6. Au Japon, le seul des éléments radioactifs s’étant échappés et s’échappant des réacteurs de la Centrale ? de Fukushima que l’on mesure, c’est le césium radioactif. Mais c’est que de grosses quantités de strontium 90 et de tritium se sont répandues et se répandent sur tout le Japon. Les rayons émis par le strontium et le tritium sont les rayons bêta : d’où l’extrême difficulté à les mesurer. Le strontium peut provoquer des leucémies et le tritium des troubles chromosomiques.

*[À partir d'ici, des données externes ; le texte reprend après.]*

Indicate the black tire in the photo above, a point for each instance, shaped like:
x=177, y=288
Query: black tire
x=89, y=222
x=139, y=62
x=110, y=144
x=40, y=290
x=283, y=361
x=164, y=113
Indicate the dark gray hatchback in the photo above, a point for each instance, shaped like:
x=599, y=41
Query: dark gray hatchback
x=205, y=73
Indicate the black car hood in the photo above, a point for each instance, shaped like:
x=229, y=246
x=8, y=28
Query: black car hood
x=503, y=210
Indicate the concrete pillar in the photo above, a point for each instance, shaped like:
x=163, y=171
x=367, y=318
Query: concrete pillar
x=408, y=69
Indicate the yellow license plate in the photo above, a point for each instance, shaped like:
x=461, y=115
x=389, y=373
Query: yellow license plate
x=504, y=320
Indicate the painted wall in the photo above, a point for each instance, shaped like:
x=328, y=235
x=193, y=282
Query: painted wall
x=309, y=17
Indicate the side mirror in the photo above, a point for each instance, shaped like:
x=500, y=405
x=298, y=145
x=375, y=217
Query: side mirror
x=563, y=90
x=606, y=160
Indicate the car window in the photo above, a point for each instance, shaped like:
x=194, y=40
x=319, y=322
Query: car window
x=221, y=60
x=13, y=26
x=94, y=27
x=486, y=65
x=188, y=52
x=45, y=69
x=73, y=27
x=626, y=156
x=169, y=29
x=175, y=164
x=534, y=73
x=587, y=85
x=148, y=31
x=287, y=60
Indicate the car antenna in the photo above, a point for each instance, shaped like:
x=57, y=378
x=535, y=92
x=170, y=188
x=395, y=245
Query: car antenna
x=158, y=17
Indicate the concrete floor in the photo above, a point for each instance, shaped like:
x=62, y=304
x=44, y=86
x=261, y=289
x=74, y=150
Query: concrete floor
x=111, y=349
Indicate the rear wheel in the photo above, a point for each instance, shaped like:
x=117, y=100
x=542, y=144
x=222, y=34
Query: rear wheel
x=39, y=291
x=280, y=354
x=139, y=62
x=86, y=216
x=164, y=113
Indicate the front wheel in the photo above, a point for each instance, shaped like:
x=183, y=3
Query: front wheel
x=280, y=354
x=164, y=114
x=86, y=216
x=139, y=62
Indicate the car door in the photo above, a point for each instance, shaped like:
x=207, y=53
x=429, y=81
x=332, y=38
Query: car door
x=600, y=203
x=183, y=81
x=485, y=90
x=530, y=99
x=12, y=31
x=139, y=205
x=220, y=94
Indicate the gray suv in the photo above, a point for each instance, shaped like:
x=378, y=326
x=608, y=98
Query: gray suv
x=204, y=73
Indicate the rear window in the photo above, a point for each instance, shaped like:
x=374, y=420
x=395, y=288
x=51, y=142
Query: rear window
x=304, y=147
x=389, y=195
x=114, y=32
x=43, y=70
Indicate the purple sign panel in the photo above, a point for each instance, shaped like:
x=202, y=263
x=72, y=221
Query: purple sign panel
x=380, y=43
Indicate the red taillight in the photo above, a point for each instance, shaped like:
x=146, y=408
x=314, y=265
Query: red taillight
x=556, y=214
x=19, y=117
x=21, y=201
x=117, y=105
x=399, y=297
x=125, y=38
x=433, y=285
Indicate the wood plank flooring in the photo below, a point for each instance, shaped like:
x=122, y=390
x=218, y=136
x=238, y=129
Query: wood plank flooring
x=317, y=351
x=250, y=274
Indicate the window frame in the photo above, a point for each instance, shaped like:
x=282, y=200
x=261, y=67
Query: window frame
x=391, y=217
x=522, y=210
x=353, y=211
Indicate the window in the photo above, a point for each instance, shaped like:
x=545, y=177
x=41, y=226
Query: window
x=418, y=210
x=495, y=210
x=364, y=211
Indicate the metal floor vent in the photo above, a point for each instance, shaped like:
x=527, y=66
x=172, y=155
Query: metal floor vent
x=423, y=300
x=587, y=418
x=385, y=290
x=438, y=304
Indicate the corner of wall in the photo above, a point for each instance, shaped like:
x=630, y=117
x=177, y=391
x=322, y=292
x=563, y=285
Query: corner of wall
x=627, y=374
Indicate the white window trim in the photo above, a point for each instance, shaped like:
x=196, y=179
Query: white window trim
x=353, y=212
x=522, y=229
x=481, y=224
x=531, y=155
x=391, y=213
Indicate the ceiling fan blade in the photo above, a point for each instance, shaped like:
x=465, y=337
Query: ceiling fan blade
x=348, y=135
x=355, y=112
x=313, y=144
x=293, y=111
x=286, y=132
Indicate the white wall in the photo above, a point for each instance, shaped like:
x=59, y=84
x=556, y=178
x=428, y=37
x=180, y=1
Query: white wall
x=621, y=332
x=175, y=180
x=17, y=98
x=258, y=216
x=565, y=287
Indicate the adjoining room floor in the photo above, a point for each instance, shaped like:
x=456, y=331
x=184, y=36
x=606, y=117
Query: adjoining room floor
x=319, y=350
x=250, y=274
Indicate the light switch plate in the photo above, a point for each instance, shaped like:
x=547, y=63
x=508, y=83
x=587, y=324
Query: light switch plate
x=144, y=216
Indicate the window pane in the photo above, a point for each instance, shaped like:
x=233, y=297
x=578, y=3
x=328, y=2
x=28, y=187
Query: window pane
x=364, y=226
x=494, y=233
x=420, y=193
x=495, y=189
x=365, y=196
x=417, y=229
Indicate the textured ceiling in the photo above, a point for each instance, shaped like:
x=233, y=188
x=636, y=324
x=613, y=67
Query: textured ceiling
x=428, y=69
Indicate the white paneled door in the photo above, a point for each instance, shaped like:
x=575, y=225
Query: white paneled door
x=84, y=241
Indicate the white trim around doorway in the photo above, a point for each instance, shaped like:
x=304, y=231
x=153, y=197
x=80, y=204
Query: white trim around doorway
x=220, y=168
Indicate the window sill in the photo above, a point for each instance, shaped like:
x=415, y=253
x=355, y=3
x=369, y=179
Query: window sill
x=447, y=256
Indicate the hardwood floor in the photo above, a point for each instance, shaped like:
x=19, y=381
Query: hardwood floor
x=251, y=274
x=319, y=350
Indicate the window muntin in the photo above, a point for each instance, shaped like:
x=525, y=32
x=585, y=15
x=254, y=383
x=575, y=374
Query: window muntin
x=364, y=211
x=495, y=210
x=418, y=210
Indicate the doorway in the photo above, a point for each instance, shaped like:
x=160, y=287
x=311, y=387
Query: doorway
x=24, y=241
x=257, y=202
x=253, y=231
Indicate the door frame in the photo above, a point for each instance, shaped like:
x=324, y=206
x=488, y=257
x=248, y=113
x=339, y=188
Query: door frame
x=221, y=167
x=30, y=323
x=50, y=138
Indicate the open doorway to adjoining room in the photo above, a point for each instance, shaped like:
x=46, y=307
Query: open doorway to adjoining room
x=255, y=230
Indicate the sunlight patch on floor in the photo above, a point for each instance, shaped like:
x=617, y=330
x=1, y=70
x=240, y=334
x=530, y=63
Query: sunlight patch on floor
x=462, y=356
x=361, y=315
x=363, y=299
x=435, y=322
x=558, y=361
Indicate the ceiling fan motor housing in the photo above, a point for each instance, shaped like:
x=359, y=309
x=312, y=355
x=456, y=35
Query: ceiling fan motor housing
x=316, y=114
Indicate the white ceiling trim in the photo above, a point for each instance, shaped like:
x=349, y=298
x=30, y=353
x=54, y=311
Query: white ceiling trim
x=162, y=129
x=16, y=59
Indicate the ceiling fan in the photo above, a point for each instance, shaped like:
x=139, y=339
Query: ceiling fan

7. Encore plus dangereux: afin, disent-ILS, de se débarrasser de la pollution radioactive qui est tombée sur une large partie de l’est du Japon, ils raclent la couche supérieure du sol et la mettent dans des sacs en plastique qu’on dépose dans des lieux en plein air, tels des ordures ordinaires. C’est ansi que, dans les champs de l’est du Japon, on peut voir, exposés en plein air, à tous vents, de gros tas de sacs de plastique…pouvant être assaillis par les fréquentes intempéries que sont au Japon les fortes pluies et les typhons. Lors, il peut facilement arriver que le plastique éclate ou se déchire et alors le contenu du sac s’éparpille çà et là. Et si cela arrive, plus de moyen et plus d’endroit pour les confiner à nouveau.

8. Le 21 septembre (tiens! ceci à nouveau au moment où cette lettre s’écrit), le journal TOKYO SHINBUN donne l’information que Naoki Inose, le gouverneur de Tokyo, a déclaré, lors d’une conférence de presse que ce que Abe avait voulu dire au C.I.O., c’était son intention de maîtriser la situation, d’en obtenir le contrôle. Et le gouverneur a ajouté : « La situation, on ne la contrôle pas, maintenant ».

It’s a sad story = c’est une bien triste histoire mais telles sont bien les choses, tel est bien l’état du Japon et de Tokyo à l’heure présente. J’aimais bien la cuisine japonaise et ce pays jusqu’à ce que l’accident de Fukushima n’arrive. Mais maintenant qu’il est arrivé, maintenant…

Les Jeux Olympiques, pour quoi?

Voulez-vous venir à Tokyo, un Tokyo à l’air pollué, à l’eau contaminée, et vous adonner, là, aux joies du sport?

Voulez-vous manger de la nourriture irradiée?

A cause de l’accident des réacteurs de Fukushima Daiichi, le Japon se trouve, aujourd’hui, dans un état anormal: jamais auparavant, l’humanité n’a fait l’expérience d’une telle anormalité des choses.